<84>MLBベースボール「オールスター・ゲーム」の始まり

1933/34 Chicago
1933年シカゴ万博ポスター

2024年MLBオールスター・ゲーム

今年もMLBオールスター・ゲームの季節がやってきた。

MLBオールスター・ゲームとは、メジャー・リーグ・ベースボール(MLB)を構成する2つのリーグ(アメリカン・リーグナショナル・リーグ)から、ファン投票や監督推薦などで選ばれた選手たちによる「一夜限り」のドリームチーム同士の対抗試合である。

今年2024年は現地時間7月16日午後8時(日本時間7月17日午前9時)に開催される。
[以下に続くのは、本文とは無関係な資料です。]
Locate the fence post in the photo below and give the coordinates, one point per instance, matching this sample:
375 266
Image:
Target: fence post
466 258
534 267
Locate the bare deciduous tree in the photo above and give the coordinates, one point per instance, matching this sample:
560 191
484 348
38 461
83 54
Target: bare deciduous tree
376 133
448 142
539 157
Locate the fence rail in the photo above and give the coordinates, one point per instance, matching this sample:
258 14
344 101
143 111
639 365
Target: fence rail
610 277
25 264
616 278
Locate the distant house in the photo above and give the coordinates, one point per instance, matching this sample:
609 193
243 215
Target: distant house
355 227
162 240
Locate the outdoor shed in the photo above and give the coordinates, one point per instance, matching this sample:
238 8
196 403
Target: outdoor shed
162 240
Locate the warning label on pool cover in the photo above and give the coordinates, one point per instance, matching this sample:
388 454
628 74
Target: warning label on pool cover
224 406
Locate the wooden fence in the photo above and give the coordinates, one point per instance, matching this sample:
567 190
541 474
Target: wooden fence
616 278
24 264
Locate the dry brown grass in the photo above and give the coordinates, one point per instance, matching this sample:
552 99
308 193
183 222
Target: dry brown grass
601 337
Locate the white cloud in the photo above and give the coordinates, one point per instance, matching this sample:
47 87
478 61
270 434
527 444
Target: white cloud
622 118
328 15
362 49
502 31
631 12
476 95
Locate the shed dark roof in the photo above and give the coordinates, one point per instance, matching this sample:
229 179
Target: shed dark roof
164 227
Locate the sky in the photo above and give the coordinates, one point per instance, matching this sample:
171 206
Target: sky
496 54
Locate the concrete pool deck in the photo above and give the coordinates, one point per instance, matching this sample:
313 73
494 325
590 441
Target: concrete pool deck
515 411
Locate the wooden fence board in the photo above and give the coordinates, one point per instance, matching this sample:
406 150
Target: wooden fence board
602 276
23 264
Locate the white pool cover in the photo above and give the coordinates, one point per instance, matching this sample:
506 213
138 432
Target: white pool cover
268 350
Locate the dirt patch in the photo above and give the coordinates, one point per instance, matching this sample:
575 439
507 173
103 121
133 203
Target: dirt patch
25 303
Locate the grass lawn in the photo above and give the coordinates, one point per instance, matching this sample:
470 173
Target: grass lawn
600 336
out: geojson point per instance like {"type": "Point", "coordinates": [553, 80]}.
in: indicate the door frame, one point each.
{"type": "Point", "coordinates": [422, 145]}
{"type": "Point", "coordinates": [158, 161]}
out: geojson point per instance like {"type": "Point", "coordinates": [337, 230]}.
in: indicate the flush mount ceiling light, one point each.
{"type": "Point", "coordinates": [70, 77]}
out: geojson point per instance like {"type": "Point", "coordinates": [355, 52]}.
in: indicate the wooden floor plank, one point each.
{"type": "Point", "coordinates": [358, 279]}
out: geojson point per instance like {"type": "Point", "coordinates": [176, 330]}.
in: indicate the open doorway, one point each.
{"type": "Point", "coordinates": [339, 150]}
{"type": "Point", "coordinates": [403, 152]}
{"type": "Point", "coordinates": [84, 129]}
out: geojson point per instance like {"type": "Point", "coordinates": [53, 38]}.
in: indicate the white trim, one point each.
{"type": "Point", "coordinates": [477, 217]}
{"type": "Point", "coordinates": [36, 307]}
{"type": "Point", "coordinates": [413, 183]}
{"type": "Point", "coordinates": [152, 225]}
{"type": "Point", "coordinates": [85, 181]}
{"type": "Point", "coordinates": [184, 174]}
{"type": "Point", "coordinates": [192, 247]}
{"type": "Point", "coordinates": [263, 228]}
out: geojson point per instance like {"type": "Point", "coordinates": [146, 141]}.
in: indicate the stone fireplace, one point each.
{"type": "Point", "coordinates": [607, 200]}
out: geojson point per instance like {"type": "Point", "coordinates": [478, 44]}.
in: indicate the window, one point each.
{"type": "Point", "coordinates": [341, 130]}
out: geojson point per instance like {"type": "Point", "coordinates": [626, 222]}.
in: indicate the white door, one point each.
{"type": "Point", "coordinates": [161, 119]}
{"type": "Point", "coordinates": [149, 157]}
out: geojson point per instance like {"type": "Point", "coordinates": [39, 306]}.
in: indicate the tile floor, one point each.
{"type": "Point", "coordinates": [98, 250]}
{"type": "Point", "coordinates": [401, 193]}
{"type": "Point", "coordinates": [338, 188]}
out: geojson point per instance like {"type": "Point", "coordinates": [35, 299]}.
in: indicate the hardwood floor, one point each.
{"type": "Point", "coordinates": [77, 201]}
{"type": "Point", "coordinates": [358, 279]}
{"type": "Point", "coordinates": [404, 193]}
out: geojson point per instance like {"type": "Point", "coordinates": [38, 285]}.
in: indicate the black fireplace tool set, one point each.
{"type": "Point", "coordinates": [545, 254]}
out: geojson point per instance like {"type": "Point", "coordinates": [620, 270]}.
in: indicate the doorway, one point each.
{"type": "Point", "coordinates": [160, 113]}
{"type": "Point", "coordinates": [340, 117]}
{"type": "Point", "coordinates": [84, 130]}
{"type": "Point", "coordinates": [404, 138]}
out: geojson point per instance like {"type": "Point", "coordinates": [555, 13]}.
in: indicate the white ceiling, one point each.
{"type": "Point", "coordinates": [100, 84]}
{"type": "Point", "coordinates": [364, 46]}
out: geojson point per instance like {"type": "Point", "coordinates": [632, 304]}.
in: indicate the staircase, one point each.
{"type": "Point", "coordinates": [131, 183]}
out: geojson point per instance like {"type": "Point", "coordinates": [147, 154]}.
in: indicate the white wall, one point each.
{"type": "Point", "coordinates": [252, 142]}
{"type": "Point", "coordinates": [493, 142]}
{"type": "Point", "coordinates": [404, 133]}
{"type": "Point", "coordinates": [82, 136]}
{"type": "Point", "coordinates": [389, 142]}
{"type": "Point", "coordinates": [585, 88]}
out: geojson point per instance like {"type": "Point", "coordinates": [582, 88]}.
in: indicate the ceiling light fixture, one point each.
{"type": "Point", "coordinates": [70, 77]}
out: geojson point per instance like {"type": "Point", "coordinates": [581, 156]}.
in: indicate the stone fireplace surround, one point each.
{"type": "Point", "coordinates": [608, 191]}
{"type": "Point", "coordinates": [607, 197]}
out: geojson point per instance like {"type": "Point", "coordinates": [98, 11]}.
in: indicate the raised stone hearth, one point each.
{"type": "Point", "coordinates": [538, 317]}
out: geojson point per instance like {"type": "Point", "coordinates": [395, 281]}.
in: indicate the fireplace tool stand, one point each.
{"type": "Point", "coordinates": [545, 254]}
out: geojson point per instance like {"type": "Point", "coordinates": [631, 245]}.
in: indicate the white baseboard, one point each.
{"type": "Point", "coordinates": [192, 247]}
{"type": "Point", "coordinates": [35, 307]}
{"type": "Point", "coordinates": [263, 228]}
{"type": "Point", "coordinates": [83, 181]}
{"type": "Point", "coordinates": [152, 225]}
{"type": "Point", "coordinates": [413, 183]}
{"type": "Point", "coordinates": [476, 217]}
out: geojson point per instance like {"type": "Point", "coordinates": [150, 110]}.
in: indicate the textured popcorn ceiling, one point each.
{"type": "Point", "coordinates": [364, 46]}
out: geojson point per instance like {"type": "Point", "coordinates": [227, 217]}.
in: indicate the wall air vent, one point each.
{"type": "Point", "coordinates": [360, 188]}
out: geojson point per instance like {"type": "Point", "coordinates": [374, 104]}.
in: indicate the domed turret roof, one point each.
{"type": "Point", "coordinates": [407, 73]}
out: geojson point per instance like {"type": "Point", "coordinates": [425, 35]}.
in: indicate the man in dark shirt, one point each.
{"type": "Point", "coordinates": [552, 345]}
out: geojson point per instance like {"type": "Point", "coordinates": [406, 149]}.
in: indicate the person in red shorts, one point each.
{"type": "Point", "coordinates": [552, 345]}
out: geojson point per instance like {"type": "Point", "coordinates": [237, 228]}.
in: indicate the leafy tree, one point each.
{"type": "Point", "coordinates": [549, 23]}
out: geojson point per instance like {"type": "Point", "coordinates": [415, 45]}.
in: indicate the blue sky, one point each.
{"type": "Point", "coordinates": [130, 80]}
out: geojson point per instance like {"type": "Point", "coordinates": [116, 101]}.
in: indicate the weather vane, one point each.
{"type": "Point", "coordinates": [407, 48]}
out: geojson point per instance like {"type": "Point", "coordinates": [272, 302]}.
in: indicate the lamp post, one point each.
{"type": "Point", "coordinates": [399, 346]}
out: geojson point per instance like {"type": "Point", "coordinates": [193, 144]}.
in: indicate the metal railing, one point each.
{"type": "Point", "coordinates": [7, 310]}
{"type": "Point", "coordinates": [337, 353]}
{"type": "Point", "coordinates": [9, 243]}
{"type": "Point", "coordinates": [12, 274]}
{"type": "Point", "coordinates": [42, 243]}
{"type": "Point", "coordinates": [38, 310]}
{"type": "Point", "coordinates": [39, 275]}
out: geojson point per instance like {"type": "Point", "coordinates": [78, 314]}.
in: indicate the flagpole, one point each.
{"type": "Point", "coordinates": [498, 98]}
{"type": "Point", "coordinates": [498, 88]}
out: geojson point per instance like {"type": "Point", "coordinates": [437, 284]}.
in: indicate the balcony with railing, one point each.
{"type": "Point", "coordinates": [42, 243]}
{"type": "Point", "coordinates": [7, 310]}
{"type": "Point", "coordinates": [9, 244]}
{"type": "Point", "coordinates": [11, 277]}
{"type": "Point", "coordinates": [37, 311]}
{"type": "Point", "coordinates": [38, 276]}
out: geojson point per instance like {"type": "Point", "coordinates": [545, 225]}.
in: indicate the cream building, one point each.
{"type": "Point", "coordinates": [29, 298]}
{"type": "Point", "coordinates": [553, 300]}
「二刀流」の大谷翔平選手、今年は右肘手術後のため投手としての活動を行なっていないが、今年も特に6月に入ってから絶好調で、3冠を目指せる成績を残しており、オールスター・ゲームでのDHとしての活躍が今から楽しみである。
昨年まではアメリカン・リーグのメンバーとしての出場だったが、今年はナショナル・リーグメンバーとしての出場となる。
開催地はテキサス州アーリントンのグローブライフ・フィールドである。

NHKのBS放送では毎日のように大谷選手の試合がライブで放送され、多くの日本人も楽しみにしている。
2024年5月29日の「ドジャース対メッツ」の試合中継、ならびにメッツの本拠地であるニューヨークの「シティ・フィールド」(Citi Field)については<73> 話でご紹介した。

シティ・フィールド
Citi Field
photo©️Kyushima Nobuaki

オールスター・ゲームについてもいろいろな前情報が各メディアで流され、期待は高まるばかりである。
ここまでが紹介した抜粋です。